Infinitely Losing My Edge
Yeah, I'm losing my edge.
I'm losing my edge.
The kids are coming up from behind.
I'm losing my edge.
I'm losing my edge to the kids from Thailand and from Philadelphia.
But I was there.
I was there in 1967.
I was there at the first Rodriguez show in Detroit.
I'm losing my edge.
I'm losing my edge to the kids whose footsteps I hear when they get on the decks.
I'm losing my edge to the internet seekers who can tell me every member of every good group from 1965 to 1979.
I'm losing my edge.
To all the kids in Lyon and Woodstock.
I'm losing my edge to the art-school Shanghai kids in little jackets and borrowed nostalgia for the unremembered nineties.
I'm losing my edge.
I'm losing my edge.
I can hear the footsteps every night on the decks.
But I was there.
I was there in 1973 at the first Television practice in a loft in New York.
I was working on the oboe sounds with much patience.
I was there when David Bowie started up his first band.

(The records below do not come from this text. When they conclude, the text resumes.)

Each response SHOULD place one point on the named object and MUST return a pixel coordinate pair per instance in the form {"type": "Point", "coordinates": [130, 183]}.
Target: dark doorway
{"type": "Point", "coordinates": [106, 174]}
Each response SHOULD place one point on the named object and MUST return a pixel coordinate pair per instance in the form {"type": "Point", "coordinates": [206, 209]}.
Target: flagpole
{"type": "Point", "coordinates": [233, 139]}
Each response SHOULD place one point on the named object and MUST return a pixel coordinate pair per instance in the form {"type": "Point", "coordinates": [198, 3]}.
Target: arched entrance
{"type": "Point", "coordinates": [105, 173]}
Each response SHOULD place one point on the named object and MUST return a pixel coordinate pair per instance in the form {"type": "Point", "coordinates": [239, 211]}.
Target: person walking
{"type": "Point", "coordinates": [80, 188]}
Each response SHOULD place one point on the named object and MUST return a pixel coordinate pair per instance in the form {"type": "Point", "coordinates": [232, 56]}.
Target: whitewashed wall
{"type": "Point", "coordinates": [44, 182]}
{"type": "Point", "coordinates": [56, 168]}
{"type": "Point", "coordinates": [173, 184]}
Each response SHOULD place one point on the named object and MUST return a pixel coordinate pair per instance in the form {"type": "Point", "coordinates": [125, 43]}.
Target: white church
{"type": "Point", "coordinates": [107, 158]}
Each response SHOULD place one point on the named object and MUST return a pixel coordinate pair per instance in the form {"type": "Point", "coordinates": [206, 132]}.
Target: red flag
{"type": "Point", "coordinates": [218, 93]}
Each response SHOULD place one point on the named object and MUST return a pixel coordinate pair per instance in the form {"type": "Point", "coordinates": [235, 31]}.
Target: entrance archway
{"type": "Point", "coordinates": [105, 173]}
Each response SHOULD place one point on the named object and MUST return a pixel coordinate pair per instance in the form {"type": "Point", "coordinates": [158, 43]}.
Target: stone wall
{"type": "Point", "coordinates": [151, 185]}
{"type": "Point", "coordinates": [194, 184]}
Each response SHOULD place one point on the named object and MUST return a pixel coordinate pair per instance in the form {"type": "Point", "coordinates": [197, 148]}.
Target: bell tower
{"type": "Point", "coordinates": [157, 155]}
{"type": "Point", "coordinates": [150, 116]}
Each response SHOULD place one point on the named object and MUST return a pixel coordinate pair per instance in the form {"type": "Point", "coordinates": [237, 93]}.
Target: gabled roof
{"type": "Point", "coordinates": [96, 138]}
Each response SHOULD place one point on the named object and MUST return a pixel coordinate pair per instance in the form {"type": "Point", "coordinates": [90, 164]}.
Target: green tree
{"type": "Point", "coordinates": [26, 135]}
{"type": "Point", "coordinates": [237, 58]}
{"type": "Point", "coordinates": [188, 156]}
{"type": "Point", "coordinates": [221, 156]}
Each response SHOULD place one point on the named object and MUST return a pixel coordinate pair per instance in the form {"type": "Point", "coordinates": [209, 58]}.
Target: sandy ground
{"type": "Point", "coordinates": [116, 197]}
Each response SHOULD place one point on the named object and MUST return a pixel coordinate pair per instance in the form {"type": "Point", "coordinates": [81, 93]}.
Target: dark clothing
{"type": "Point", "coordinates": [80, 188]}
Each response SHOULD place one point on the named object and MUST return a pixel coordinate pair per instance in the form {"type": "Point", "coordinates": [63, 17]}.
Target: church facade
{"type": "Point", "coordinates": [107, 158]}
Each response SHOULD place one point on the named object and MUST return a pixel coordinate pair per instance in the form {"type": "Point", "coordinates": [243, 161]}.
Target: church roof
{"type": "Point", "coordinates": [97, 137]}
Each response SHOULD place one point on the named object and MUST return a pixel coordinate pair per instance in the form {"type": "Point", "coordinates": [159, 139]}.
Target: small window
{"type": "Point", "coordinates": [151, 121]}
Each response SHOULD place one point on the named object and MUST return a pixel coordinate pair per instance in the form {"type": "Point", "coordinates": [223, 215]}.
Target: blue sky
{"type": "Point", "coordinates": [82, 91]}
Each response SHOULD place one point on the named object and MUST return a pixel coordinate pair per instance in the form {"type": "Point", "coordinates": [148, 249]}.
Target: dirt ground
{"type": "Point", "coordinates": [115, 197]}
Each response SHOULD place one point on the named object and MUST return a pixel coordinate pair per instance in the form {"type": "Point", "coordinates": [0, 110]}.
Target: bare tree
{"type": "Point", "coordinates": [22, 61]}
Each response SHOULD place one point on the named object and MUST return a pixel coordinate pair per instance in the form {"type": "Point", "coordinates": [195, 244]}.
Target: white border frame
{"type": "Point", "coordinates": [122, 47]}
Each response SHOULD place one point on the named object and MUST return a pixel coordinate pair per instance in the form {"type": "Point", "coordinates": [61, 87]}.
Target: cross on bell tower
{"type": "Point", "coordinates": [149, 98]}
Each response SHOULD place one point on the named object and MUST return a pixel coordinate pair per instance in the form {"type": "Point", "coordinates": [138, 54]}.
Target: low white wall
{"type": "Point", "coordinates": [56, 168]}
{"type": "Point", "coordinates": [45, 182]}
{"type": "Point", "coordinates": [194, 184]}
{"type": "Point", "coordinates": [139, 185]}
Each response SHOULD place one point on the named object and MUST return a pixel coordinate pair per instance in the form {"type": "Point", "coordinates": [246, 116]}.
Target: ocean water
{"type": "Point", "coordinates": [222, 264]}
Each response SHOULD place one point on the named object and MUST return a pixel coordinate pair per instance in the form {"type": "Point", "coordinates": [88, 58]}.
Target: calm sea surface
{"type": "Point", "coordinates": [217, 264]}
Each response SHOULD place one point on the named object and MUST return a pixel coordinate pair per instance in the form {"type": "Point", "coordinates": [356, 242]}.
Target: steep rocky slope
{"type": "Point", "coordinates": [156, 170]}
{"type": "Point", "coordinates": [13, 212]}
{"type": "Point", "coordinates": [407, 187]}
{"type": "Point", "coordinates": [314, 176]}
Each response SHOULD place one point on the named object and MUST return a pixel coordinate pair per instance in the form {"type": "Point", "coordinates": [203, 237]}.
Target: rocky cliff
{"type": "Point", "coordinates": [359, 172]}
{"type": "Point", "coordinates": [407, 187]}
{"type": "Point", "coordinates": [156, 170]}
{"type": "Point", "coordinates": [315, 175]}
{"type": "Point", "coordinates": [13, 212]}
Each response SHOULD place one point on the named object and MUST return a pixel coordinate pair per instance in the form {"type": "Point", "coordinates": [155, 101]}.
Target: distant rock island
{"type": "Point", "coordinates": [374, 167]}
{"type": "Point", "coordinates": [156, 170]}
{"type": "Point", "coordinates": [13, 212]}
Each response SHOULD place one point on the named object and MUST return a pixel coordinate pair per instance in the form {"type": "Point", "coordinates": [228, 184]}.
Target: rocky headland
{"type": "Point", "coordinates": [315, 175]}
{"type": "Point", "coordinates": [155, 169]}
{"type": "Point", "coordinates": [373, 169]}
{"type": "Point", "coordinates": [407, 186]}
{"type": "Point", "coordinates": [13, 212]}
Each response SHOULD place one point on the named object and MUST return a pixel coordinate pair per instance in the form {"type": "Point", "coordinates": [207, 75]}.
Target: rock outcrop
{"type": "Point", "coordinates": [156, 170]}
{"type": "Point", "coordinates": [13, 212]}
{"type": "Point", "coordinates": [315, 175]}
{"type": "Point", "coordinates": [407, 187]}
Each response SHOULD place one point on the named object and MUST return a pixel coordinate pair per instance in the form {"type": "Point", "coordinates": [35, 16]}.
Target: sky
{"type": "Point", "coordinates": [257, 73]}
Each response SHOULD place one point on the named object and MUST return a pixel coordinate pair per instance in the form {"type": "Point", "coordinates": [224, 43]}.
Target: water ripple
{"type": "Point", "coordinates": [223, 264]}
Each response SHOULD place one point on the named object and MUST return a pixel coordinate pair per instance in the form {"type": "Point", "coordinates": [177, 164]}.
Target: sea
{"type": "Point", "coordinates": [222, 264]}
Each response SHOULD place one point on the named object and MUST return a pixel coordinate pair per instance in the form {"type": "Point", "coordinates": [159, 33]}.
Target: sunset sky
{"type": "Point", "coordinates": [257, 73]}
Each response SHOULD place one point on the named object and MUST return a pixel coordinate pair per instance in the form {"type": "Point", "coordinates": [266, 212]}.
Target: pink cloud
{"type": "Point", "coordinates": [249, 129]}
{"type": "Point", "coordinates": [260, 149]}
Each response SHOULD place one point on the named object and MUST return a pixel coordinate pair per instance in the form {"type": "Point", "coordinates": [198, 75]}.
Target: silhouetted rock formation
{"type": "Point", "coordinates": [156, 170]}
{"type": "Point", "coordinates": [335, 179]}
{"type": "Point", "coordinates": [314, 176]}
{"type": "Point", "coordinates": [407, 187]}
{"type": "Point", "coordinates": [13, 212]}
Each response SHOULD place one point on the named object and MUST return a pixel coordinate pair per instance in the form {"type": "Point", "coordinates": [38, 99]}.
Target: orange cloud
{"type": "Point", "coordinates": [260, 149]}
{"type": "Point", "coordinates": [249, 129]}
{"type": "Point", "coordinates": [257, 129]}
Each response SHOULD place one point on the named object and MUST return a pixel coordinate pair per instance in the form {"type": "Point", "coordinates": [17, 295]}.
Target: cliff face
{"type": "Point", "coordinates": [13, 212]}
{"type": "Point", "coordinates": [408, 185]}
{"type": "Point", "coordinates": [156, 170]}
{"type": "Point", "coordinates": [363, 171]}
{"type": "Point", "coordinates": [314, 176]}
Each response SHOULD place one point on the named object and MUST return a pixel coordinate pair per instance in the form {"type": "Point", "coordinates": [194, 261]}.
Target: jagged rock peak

I told him, "Don't do it that way. You'll never make a dime."
I was there.
I was the first guy playing Television Personalities to the crunk kids.
I played it at CBGB's.
Everybody thought I was crazy.
We all know.
I was there.
I was there.
I've never been wrong.
But I'm losing my edge to better-looking people with better ideas and more talent.
And they're actually really, really nice.
I'm losing my edge.
I heard you have a compilation of every good song ever done by anybody.
Every great song by Saccharine Trust. All the underground hits.
All Gerry Rafferty tracks. I heard you have a vinyl of every The Offenders record on German import.
I heard that you have a white label of every seminal techno hit - 1985, '86, '87.
I heard that you have a CD compilation of every good '50s cut and another box set from the '80s.
I hear you're buying a spring reverb and a chamberlin and are throwing your macbook out the window because you want to make something real. You want to make a Big Daddy Kane record.
I hear that you and your band have sold your harpsichord and bought a sitar.
I hear that you and your band have sold your sitar and bought a harpsichord.
I hear everybody that you know is more relevant than everybody that I know.
But have you seen my records?
The Residents,
Avey Tare & Kría Brekkan,
Sonny Sharrock,
The West Coast Pop Art Experimental Band,
Los Fastidios,
Faust,
Yellowson,
Wire,
Subhumans,
Half Japanese,
Interpol,
The Smiths,
Gil Scott-Heron & Brian Jackson,
DNA,
Bauhaus,
Clear Light,
The Names,
Aural Exciters,
The Alarm Clocks,
Slave,
Jimmy McGriff,
The Fortunes,
Nils Olav,
Gil Scott Heron,
The Raincoats,
Drive Like Jehu,
Kool Moe Dee,
Das Ding,
Andrew Hill,
Sällskapet,
Surgeon,
Duran Duran,
Warsaw,
Judy Mowatt,
Super Lover Cee & Casanova Rud,
Ten City,
Ash Ra Tempel,
Zero Boys,
Mad Mike,
Barrington Levy,
Vladislav Delay,
Black Sheep,
Matthew Halsall,
John Coltrane,
ABBA,
Eric Dolphy,
The Leaves,
Siouxsie and the Banshees,
The Fuzztones,
Dawn Penn,
Josef K,
Unwound,
Flipper,
Tears for Fears,
Notorious Big And Bone Thugs,
Strawberry Alarm Clock,
Davy DMX,
Man Eating Sloth,
Grandmaster Flash,
The Stooges,
Angry Samoans,
Television,
Black Moon,
Ponytail,
Byron Stingily, Byron Stingily, Byron Stingily, Byron Stingily.
You don't know what you really want.
You don't know what you really want.
You don't know what you really want.
You don't know what you really want.
You don't know what you really want.
You don't know what you really want.
You don't know what you really want.
You don't know what you really want.
You don't know what you really want.
You don't know what you really want.
You don't know what you really want.
You don't know what you really want.
You don't know what you really want.
You don't know what you really want.
You don't know what you really want.